Alicia turned her back on Pearl and walked angrily out of the kitchen. She couldn’t think why she had given in to that ridiculous impulse to try and be kind to her.

In the days before Alison’s next visit, she tried to decide if it was wise to ask Alison to help her with the furniture. On Thursday, she decided it wasn’t; on Friday, she decided it was; on Saturday morning, she decided it wasn’t; but on Saturday night, climbing up the stairs, she had a funny turn and she decided once and for all that it was.

When Alison arrived on Sunday, she had it all worked out.
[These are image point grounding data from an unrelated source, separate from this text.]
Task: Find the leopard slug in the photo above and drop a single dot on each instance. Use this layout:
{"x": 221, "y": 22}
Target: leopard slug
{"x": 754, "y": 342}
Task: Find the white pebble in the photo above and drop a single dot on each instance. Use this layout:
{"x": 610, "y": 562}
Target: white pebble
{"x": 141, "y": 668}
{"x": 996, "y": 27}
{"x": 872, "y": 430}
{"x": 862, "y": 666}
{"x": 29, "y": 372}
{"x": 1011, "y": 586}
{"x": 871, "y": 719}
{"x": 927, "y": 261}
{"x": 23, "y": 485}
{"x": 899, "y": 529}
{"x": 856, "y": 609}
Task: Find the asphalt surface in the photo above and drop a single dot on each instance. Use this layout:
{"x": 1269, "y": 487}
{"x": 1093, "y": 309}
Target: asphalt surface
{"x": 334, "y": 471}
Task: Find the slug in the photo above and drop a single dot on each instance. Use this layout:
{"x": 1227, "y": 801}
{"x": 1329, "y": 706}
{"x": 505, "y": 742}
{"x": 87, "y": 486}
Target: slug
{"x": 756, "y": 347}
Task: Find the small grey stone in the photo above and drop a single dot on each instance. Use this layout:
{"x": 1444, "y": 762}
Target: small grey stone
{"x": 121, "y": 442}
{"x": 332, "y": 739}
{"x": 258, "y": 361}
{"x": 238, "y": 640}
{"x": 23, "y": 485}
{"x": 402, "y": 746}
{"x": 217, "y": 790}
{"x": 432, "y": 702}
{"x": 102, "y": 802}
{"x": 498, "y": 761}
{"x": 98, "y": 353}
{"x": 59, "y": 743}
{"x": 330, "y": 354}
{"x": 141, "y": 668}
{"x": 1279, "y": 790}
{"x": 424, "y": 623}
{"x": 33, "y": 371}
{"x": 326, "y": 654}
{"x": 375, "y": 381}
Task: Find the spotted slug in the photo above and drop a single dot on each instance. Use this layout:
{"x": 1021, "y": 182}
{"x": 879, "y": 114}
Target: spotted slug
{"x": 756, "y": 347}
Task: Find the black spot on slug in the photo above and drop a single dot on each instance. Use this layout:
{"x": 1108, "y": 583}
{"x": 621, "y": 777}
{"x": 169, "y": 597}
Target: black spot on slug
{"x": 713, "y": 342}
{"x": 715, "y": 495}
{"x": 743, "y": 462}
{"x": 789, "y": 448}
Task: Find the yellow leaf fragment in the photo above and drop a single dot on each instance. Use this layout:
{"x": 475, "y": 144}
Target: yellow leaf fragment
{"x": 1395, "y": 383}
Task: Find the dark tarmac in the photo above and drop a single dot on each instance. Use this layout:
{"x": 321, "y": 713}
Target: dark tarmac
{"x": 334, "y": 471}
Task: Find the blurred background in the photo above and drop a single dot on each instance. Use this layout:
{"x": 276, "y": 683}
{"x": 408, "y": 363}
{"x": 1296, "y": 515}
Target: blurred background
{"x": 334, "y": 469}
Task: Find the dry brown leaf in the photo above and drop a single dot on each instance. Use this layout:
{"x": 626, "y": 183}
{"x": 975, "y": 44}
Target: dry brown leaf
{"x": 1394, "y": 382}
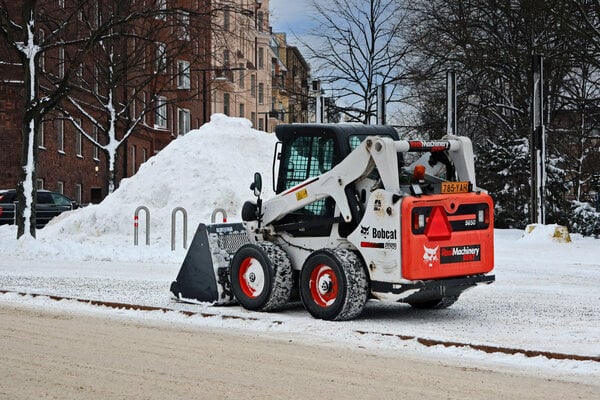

They would drink their tea and have their chat and then lightly Alicia would say to her, ‘I wonder if you would mind doing me a little favour, dear?’

It threw everything out when Alison arrived in a great state because she had been knocked off her bicycle at the Shepherd’s Bush roundabout and, although not badly hurt, was understandably shaken. Alicia was glad to notice that the fur had survived unscathed. They were no sooner over that, and a painstaking examination of the cuts and bumps on Alison’s hands and knees, when she announced in great excitement that her boy-friend was going to be on television in three weeks’ time and Alicia must make sure to watch him. Apparently the programme, some discussion group, had been recorded a short while ago and they had been waiting on tenterhooks for the transmission date to be decided. Alison wrote it down carefully for Alicia on a piece of paper, with the time and the channel, and she said, ‘Promise me you won’t miss it? I’ll remind you nearer the time. I’d love to hear what you think of him.’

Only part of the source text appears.